Jeudi 12 juin 2025, à l’auditorium du Pôle Chabran de Draguignan, la Journée Interprofessionnelle Petite Enfance s’est ouverte par une conférence animée par Philippe Bouteloup et Sophie Marinopoulos, intitulée : « La santé du tout-petit, elle est culturelle». Une affirmation essentielle qui invite à repenser les premières années de vie à la lumière de notre société, de ses mutations, de ses fractures… et de ses espoirs.
Dès les premières minutes, les intervenants ont donné le ton : parler de la santé du tout-petit, c’est avant tout parler de lien, de relation, d’humanité. Car, loin d’une définition strictement médicale, la santé chez le jeune enfant est aussi – et peut-être surtout – une construction culturelle. Elle est faite de représentations, d’héritages, de pratiques, mais aussi de ce que la société offre ou oublie d’offrir à ceux qui viennent au monde.
Sophie Marinopoulos a ensuite présenté le projet des “Pâtes au Beurre”, un lieu d’écoute et de rencontre parents-enfants, comme un exemple vivant de cette approche humaniste : un espace pensé avant même l’arrivée des familles, où chacun peut déposer ses doutes, ses tensions, ses questions. « Se rencontrer, c’est exercer la capacité de penser », a-t-elle rappelé. Et cette capacité devient cruciale à une époque où la précipitation, l’immédiateté et la frustration s’imposent dans les rapports humains.

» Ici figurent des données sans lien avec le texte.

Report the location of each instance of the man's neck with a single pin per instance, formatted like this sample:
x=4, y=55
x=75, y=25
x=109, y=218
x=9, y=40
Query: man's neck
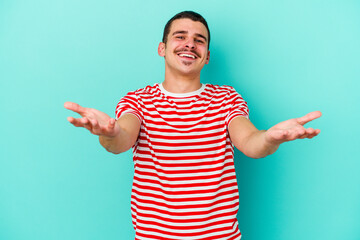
x=181, y=84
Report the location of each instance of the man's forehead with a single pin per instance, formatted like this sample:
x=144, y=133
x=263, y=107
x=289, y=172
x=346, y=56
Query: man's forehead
x=189, y=26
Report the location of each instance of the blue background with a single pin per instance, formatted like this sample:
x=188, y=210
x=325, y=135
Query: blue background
x=285, y=57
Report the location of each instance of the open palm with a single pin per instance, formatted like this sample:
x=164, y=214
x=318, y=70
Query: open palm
x=97, y=122
x=292, y=129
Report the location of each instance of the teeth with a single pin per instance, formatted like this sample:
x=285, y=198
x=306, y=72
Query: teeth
x=186, y=55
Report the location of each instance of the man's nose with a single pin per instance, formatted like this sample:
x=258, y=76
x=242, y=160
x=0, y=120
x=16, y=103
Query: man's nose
x=190, y=44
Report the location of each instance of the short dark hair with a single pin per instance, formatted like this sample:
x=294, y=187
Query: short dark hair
x=185, y=14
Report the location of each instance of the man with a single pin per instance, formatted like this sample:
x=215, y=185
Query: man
x=182, y=133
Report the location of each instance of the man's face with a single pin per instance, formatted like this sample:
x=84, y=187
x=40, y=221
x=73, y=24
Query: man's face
x=186, y=50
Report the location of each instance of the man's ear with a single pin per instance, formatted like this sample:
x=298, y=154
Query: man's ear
x=207, y=58
x=161, y=49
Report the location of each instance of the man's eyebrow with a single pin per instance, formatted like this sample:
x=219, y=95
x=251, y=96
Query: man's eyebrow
x=184, y=32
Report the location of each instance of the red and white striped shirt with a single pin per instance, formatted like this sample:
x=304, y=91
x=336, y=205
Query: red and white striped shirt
x=184, y=182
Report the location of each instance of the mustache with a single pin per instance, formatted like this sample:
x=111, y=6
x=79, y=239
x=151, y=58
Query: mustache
x=187, y=50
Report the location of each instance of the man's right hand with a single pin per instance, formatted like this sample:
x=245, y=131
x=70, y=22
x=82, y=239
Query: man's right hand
x=97, y=122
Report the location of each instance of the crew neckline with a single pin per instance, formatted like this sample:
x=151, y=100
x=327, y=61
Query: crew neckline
x=181, y=95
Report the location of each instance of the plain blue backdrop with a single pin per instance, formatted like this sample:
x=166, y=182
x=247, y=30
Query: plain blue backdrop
x=285, y=57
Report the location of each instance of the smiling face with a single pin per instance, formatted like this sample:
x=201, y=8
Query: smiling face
x=186, y=50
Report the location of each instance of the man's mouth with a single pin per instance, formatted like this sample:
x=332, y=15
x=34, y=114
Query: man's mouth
x=187, y=55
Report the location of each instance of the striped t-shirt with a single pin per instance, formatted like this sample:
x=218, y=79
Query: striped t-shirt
x=184, y=182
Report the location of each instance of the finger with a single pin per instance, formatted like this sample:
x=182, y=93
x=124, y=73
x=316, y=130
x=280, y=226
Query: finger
x=315, y=133
x=74, y=107
x=308, y=117
x=74, y=121
x=86, y=123
x=111, y=123
x=95, y=126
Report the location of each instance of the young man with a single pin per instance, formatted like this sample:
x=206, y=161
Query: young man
x=182, y=133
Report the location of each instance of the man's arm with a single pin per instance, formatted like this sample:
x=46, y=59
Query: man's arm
x=256, y=144
x=115, y=136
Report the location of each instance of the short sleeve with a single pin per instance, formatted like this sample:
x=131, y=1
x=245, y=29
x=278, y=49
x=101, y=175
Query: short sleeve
x=128, y=104
x=238, y=107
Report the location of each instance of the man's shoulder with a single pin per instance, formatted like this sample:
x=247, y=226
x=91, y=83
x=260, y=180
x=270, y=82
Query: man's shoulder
x=146, y=90
x=218, y=89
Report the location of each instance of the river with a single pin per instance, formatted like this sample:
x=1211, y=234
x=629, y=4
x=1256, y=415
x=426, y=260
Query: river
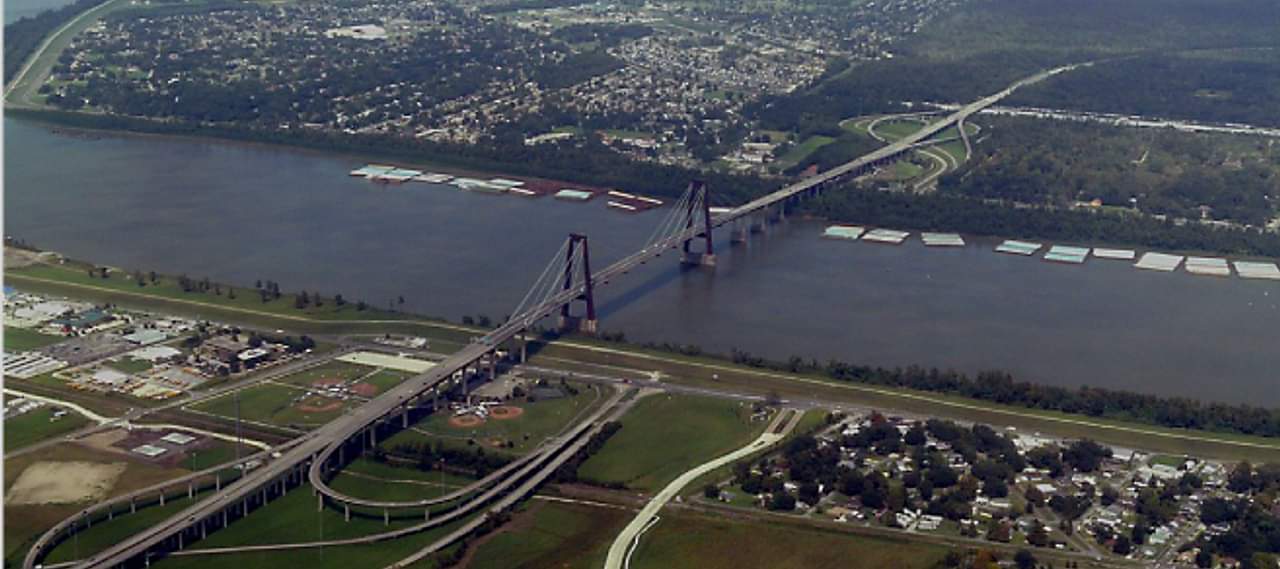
x=241, y=212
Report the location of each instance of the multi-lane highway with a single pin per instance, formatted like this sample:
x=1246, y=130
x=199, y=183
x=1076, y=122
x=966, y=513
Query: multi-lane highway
x=319, y=445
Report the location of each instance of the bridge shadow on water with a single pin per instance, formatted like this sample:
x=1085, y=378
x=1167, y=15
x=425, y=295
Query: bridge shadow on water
x=635, y=293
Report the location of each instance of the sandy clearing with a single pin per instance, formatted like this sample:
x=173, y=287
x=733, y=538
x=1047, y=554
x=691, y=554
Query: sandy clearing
x=64, y=482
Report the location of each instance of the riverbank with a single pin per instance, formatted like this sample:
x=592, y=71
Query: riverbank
x=356, y=157
x=712, y=372
x=593, y=165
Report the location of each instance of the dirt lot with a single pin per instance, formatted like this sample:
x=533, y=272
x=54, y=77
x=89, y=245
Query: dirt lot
x=64, y=482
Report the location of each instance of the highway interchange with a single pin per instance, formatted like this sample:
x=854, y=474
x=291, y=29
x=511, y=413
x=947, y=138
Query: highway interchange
x=315, y=449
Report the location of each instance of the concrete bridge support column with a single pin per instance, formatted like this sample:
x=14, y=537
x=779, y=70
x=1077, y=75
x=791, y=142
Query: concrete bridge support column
x=739, y=233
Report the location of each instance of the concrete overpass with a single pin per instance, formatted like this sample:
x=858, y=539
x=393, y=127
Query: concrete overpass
x=325, y=448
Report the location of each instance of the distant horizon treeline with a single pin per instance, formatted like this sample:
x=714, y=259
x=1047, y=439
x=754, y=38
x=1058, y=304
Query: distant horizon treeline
x=1001, y=388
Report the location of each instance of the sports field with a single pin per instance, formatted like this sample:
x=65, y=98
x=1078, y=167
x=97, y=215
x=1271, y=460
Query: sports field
x=39, y=425
x=278, y=404
x=23, y=523
x=666, y=435
x=525, y=428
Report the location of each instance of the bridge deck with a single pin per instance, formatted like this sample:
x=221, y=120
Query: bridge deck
x=323, y=440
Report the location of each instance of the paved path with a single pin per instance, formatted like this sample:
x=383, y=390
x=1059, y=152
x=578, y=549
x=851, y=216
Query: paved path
x=620, y=551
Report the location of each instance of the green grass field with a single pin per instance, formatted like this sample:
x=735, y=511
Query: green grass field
x=539, y=421
x=682, y=541
x=712, y=374
x=387, y=379
x=803, y=150
x=17, y=339
x=24, y=523
x=553, y=535
x=39, y=425
x=293, y=518
x=274, y=404
x=131, y=366
x=333, y=370
x=666, y=435
x=895, y=129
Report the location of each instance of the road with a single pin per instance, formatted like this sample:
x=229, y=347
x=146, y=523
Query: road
x=21, y=78
x=319, y=445
x=620, y=553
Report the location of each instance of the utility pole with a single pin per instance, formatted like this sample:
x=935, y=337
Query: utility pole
x=238, y=431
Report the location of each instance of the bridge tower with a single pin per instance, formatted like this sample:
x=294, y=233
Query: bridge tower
x=566, y=280
x=588, y=324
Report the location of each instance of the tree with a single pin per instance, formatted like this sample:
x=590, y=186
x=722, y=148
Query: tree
x=1242, y=477
x=782, y=501
x=1038, y=536
x=1139, y=532
x=915, y=436
x=1024, y=559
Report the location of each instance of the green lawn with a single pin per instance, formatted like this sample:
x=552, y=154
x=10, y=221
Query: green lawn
x=104, y=533
x=272, y=403
x=553, y=535
x=666, y=435
x=39, y=425
x=387, y=379
x=895, y=129
x=332, y=370
x=689, y=541
x=387, y=472
x=539, y=421
x=17, y=339
x=127, y=365
x=295, y=518
x=23, y=523
x=906, y=170
x=803, y=150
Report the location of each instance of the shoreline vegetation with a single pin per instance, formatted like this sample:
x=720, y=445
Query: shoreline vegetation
x=923, y=212
x=996, y=389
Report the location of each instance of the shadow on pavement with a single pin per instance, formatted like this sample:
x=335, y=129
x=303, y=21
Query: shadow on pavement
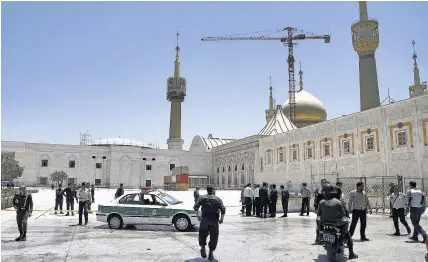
x=323, y=258
x=199, y=259
x=155, y=228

Le bébé, être relationnel et social
Un point fondamental a été souligné : le bébé n’est pas un être en devenir, mais déjà un être riche de compétences relationnelles. Il perçoit, il ressent, il s’exprime. Encore faut-il savoir l’écouter, reconnaître ses envies, et surtout, lui donner le sentiment d’exister.
L’ouvrage de Maurice Bergé « Voulons-nous des enfants barbares ? » a été évoqué pour rappeler que certains troubles précoces trouvent leurs racines dans une carence affective, une difficulté à entrer en lien. La barbarie, ici, n’est pas un acte de violence, mais l’oubli de l’autre. Une idée qui fait écho aux tensions contemporaines : individualisme, repli sur soi, perte du lien.
Pour une posture professionnelle ouverte et engagée
Le défi est donc autant éducatif que sociétal. Il s’agit de repenser la posture des professionnels de la petite enfance : non plus comme simples exécutants, mais comme acteurs de la relation, de l’ouverture, de la rencontre. Cela passe par une formation qui ne contourne pas les sujets sensibles : individualisme croissant, inégalités sociales, cloisonnement des publics.
La question n’est plus seulement : « Que faisons-nous pour les enfants ? », mais aussi : « Que faisons-nous du monde dans lequel ils arrivent ? » C’est toute la puissance de la notion de transitionnel, que les intervenants ont subtilement réinterrogée. Ce n’est pas l’objet en soi qui est transitionnel, mais l’intention que l’adulte y place, la relation qu’il construit autour.
Pour conclure, Philippe Bouteloup et Sophie Marinopoulos ont insisté sur l’importance de “donner une âme” à nos pratiques, de permettre au bébé de “consentir à entrer dans le monde”, de l’accompagner dans ce mouvement paradoxal où il se différencie tout en se sentant relié.
La santé du tout-petit est bien culturelle, car elle est tissée de récits, de regards, de présences. Et si l’un des grands défis du XXIe siècle est bien de recréer des espaces de rencontre, alors cette conférence nous rappelle qu’il faut, dès la naissance – et même avant – croire au pouvoir de la relation et de la pensée.

Cette journée s’est ensuite terminée par une table ronde, avec des témoignages d’artistes, valorisant l’approche artistique auprès du jeune enfant et son parent : Philippe Bouteloup, Dominique Rateau , La compagnie La Dérouleuse, le collectif Tutti et Pascal Bély.